ETA?
The only thing in dispute is the actual dollar amount, not the fact that the shoplifting is real issue. I don’t know what the dollar amount is, nor the percentage compared to other costs and haven’t suggested any estimates, so your contention is not accurate.
LOL at the link to the Walgreens stock. After repeated reprehensible experiences at my local Walgreens I finally wrote a formal complaint. I got an email promising they were so sorry and that somebody would contact me within two days. Nobody ever did. I proceeded to call every Walgreens and CVS within 10 miles, and I transferred all of my RX to the one CVS where a human actually picked up in the pharmacy dept. What a difference, let me tell you.
It depends what you mean by a real issue. I don’t think anyone would argue that shoplifting doesn’t exist, but the dollar amount is what determines whether it was a significant problem to the extent the companies were claiming.
We all know most places have some murders in them. That doesn’t mean people are automatically right when they talk about crime being rampant here or there.
I like that word! Worth remembering.
Thank you pointing that out, I missed @TheMetalPedant’s coinage in their comment. Top Portmanteauing.
Everyone hates Morrissey!
One thing always absent from these conversations is the fact that shrinkage, whether shoplifting or employee theft is already baked into the business model for the mega corporations.
They expect a certain amount to occur, and they factor that into their pricing of all their items. $10,000 of theft from a store with $10,000,000 turnover is 0.1%. And… the big stores are insured. To the point that they have to decide whether to file a claim on the theft or not. It may wind up being cheaper to eat the loss than reporting it and having premiums go up even higher the next year than the actual value of the theft.
During what I imagine was a pretty big downturn in non-internet shopping, post-covid. Now that they’ve closed a bunch of retail outlets, and gotten the anti-shoplifting legislation they wanted, it’ll be interesting to see what their new narratives are…
Given that wage theft is more than twice as big as every other form of theft combined, and these retail associations were claiming that shoplifting was almost twice the amount of wage theft - that right there, even before it was revealed they had completely made up the numbers, should have made people question their claims.

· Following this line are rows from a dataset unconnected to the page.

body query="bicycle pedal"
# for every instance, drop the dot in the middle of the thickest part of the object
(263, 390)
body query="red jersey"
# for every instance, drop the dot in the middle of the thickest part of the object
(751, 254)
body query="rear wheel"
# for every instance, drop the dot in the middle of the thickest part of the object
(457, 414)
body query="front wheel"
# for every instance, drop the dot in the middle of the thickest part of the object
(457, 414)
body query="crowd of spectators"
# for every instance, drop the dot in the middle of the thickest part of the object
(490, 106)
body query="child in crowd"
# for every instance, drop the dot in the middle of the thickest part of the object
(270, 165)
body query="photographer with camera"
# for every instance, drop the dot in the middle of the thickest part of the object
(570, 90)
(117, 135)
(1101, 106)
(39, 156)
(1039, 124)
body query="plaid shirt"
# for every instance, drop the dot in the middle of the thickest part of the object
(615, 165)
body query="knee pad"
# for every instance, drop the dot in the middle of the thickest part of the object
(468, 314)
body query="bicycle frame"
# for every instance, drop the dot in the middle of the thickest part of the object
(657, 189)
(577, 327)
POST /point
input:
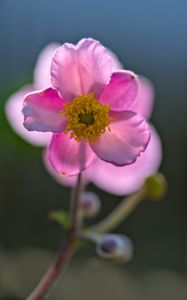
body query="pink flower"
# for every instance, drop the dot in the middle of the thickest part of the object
(15, 102)
(88, 110)
(128, 179)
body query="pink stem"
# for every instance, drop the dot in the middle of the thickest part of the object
(53, 272)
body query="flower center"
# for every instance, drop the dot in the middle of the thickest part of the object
(86, 118)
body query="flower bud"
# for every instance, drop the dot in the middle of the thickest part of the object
(115, 247)
(156, 186)
(89, 204)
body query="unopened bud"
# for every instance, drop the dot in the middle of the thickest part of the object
(89, 204)
(115, 247)
(156, 186)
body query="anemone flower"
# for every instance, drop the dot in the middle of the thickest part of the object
(88, 110)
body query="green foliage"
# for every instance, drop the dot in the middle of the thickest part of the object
(61, 217)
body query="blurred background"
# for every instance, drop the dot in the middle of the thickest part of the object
(149, 37)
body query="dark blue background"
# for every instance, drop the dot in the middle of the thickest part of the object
(150, 38)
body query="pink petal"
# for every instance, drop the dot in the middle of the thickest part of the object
(120, 91)
(117, 65)
(143, 103)
(62, 179)
(81, 69)
(128, 179)
(42, 77)
(42, 111)
(128, 137)
(14, 115)
(67, 156)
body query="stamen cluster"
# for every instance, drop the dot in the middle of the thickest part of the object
(86, 118)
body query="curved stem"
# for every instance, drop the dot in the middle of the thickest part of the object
(75, 205)
(54, 271)
(125, 207)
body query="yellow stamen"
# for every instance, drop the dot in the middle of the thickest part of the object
(86, 118)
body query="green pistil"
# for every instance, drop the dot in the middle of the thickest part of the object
(87, 119)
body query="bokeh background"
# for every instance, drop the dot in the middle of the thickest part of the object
(150, 38)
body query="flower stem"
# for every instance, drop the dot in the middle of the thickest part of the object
(53, 272)
(75, 205)
(119, 213)
(63, 257)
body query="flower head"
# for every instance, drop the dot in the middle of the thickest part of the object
(88, 110)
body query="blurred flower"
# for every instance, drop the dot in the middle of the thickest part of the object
(15, 102)
(90, 204)
(115, 247)
(81, 124)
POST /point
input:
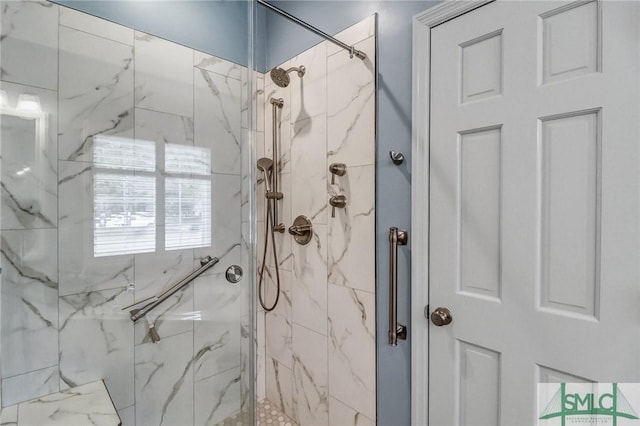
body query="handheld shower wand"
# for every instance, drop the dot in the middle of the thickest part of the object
(265, 165)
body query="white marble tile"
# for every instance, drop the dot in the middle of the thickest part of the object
(245, 95)
(9, 416)
(29, 43)
(218, 119)
(86, 404)
(309, 93)
(283, 120)
(309, 169)
(95, 92)
(248, 359)
(279, 382)
(226, 223)
(128, 416)
(351, 236)
(217, 325)
(96, 342)
(164, 75)
(278, 321)
(30, 385)
(217, 397)
(309, 287)
(80, 270)
(154, 273)
(259, 101)
(29, 301)
(164, 381)
(247, 174)
(351, 107)
(163, 128)
(217, 65)
(311, 393)
(261, 357)
(341, 414)
(354, 34)
(352, 348)
(29, 161)
(91, 24)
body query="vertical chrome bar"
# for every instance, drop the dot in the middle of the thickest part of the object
(275, 104)
(396, 331)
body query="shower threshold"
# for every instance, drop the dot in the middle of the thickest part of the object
(267, 414)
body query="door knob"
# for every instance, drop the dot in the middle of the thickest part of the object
(441, 316)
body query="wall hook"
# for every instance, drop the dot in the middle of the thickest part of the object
(396, 157)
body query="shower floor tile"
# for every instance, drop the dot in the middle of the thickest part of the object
(266, 415)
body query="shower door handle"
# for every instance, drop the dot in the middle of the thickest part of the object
(397, 331)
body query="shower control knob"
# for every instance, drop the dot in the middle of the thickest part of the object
(339, 201)
(233, 274)
(337, 169)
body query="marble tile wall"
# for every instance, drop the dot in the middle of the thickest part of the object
(320, 340)
(61, 304)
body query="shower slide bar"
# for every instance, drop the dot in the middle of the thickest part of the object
(156, 300)
(352, 50)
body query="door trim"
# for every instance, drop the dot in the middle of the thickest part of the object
(422, 24)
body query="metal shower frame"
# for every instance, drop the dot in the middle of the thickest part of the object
(352, 50)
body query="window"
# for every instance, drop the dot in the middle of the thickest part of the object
(125, 196)
(187, 197)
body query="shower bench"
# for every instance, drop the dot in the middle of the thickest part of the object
(88, 404)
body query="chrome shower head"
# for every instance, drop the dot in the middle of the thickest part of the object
(281, 77)
(266, 165)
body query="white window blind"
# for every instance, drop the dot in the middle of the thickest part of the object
(187, 197)
(124, 196)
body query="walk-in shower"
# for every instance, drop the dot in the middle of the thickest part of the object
(129, 253)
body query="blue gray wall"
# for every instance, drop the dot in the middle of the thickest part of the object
(393, 183)
(216, 27)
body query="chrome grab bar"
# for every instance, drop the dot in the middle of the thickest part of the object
(397, 331)
(136, 314)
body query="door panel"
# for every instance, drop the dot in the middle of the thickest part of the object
(534, 216)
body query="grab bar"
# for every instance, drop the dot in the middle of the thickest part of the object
(396, 331)
(136, 314)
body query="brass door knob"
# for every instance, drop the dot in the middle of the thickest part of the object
(441, 316)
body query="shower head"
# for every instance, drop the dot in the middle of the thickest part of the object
(265, 165)
(281, 77)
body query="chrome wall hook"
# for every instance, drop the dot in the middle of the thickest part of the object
(396, 157)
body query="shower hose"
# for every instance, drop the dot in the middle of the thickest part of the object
(268, 224)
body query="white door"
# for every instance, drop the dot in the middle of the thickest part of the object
(534, 205)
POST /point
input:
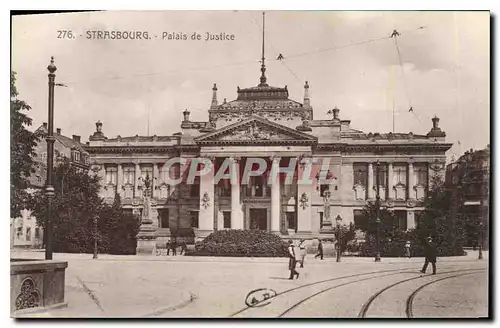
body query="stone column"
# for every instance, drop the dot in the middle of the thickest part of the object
(206, 216)
(236, 215)
(156, 181)
(102, 174)
(370, 181)
(119, 180)
(410, 219)
(411, 181)
(390, 178)
(304, 194)
(275, 196)
(137, 181)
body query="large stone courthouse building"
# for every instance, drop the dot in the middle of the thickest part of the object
(264, 122)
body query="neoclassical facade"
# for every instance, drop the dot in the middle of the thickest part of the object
(263, 122)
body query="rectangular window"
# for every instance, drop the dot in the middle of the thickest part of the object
(194, 190)
(194, 219)
(401, 220)
(224, 188)
(382, 175)
(227, 219)
(111, 173)
(421, 173)
(147, 170)
(399, 172)
(360, 174)
(128, 175)
(324, 188)
(358, 218)
(291, 219)
(164, 218)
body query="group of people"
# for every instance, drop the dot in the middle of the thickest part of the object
(172, 246)
(298, 254)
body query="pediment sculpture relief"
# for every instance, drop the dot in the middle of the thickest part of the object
(359, 192)
(400, 191)
(419, 192)
(251, 132)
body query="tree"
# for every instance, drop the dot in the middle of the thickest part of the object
(118, 230)
(22, 150)
(76, 205)
(391, 238)
(443, 219)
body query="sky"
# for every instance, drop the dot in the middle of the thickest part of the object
(347, 58)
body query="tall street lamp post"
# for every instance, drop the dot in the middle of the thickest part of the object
(339, 220)
(480, 257)
(377, 205)
(95, 237)
(49, 189)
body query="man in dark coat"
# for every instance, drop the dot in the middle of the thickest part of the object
(320, 249)
(430, 255)
(292, 260)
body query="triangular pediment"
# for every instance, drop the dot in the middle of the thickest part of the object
(256, 130)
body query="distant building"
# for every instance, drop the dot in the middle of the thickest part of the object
(24, 230)
(263, 122)
(470, 175)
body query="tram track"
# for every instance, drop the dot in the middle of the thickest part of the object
(366, 306)
(329, 280)
(410, 299)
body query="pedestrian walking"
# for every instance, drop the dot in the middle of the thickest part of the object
(320, 249)
(183, 248)
(430, 255)
(302, 248)
(292, 262)
(173, 244)
(408, 249)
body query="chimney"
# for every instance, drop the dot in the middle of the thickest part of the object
(214, 96)
(336, 114)
(307, 102)
(435, 122)
(186, 115)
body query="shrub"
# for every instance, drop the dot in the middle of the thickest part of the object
(251, 243)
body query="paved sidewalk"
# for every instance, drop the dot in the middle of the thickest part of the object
(184, 286)
(39, 254)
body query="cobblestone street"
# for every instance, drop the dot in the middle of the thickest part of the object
(161, 286)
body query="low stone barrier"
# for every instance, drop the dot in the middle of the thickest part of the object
(36, 286)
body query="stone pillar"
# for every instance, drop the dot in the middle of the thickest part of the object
(370, 181)
(275, 196)
(102, 174)
(119, 180)
(411, 181)
(304, 194)
(410, 219)
(236, 214)
(390, 178)
(137, 181)
(156, 181)
(206, 216)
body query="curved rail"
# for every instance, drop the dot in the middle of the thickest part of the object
(366, 306)
(409, 300)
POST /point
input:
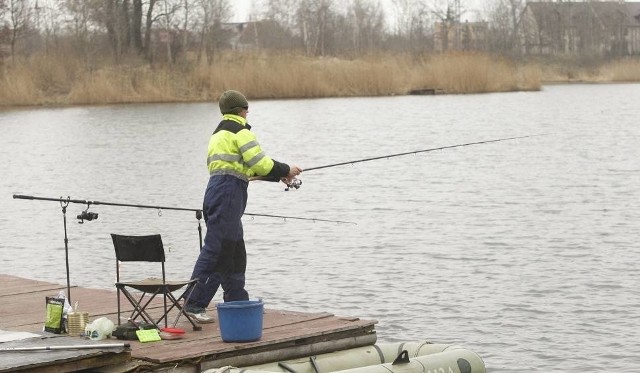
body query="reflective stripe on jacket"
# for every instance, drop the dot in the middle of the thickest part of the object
(234, 149)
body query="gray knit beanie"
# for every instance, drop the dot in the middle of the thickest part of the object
(232, 102)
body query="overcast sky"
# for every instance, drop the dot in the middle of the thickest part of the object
(242, 8)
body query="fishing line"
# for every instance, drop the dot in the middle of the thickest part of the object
(296, 183)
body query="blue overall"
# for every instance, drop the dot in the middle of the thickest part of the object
(223, 258)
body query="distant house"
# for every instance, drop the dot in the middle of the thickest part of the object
(609, 28)
(460, 36)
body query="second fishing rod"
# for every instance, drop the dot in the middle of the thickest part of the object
(297, 183)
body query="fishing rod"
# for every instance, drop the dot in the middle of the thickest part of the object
(296, 183)
(87, 215)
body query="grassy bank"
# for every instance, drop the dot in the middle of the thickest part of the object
(64, 80)
(50, 80)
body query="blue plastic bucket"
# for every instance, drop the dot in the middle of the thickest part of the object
(241, 321)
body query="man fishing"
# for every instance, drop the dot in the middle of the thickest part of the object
(234, 156)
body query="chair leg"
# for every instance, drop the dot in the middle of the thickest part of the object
(138, 308)
(175, 303)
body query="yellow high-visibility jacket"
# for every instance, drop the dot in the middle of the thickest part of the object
(234, 150)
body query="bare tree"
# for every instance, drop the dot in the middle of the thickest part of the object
(314, 19)
(212, 35)
(19, 22)
(367, 25)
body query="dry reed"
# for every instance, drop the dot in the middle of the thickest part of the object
(65, 80)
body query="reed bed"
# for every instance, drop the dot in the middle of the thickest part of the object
(65, 80)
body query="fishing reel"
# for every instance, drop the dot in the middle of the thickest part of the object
(87, 215)
(295, 183)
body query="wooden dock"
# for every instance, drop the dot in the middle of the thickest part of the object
(286, 335)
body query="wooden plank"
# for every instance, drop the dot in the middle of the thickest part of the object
(284, 332)
(211, 344)
(64, 360)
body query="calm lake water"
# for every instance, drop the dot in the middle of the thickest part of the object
(524, 251)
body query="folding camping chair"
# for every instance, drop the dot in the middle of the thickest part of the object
(149, 249)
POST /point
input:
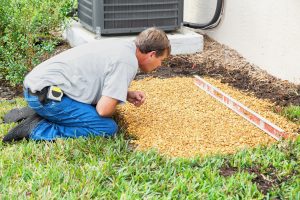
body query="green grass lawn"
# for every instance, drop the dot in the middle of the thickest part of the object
(110, 169)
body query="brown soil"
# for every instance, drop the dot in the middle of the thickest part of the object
(265, 181)
(221, 62)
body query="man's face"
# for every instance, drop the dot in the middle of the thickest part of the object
(151, 62)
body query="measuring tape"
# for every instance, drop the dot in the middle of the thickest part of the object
(242, 110)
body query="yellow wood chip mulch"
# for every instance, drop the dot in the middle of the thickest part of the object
(180, 120)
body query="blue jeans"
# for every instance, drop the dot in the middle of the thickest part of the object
(68, 119)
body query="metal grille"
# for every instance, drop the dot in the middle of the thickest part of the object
(125, 16)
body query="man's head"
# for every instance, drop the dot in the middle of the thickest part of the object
(153, 46)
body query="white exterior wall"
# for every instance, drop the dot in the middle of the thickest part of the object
(266, 33)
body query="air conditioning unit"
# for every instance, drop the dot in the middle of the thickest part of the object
(129, 16)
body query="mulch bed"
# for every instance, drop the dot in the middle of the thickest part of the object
(173, 130)
(219, 61)
(180, 120)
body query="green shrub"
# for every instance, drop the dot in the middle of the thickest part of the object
(26, 28)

Burglary? Somebody was living in an Old Navy?
The common-law definition of burglary has several elements:
Breaking and entering
of a residence
at night-time
to commit a felony.
Oxford does not say it has to be a residence or at night, and Merriam-Webster explicitly specifies a structure such as a house or commercial building. So robert at least has the meaning right in English, the language most of us are speaking here.
Wikipedia does give your common law definition but also notes it has been expanded in most jurisdictions.
The store I was working at definitely saw an uptick in theft around covid that seems to have stayed up. Or at least an uptick in thieves not giving a fuck about being seen stealing. Which came with an increased belligerence when confronted. But I also know executives love themselves a convenient excuse to cut hours, demand more law enforcement, raise prices, etc.
I thought burglary meant someone was in the building at the time and robbery meant nobody was there. Don’t know where I got that, though.
And I just looked it up and I had it exactly backwards. According to this, anyway:
burglary involves entering a home or another building illegally, whether or not something is stolen, while robbery involves taking property from a person through threats or fear of harm.
You Jammy Bugger.
My local pharmacy (small, market-town-type, UK) has always had a sign on the door saying to give them three days to fill a 'scrip.
Now that our local GP has upgraded their computer system, it takes fucking FIVE.
I put my Dad’s (he’s 87) 'scrip in on a Monday, then I have to queue at the GP on a Friday when it’s still not there because, apparently, although the GP has signed it off, it also needs an electronic signature.
WTAF? Now a computer has to sign the thing as well?
My Dad takes 14 different pills every ruddy day. Now I have to make sure I order them a fortnight in advance!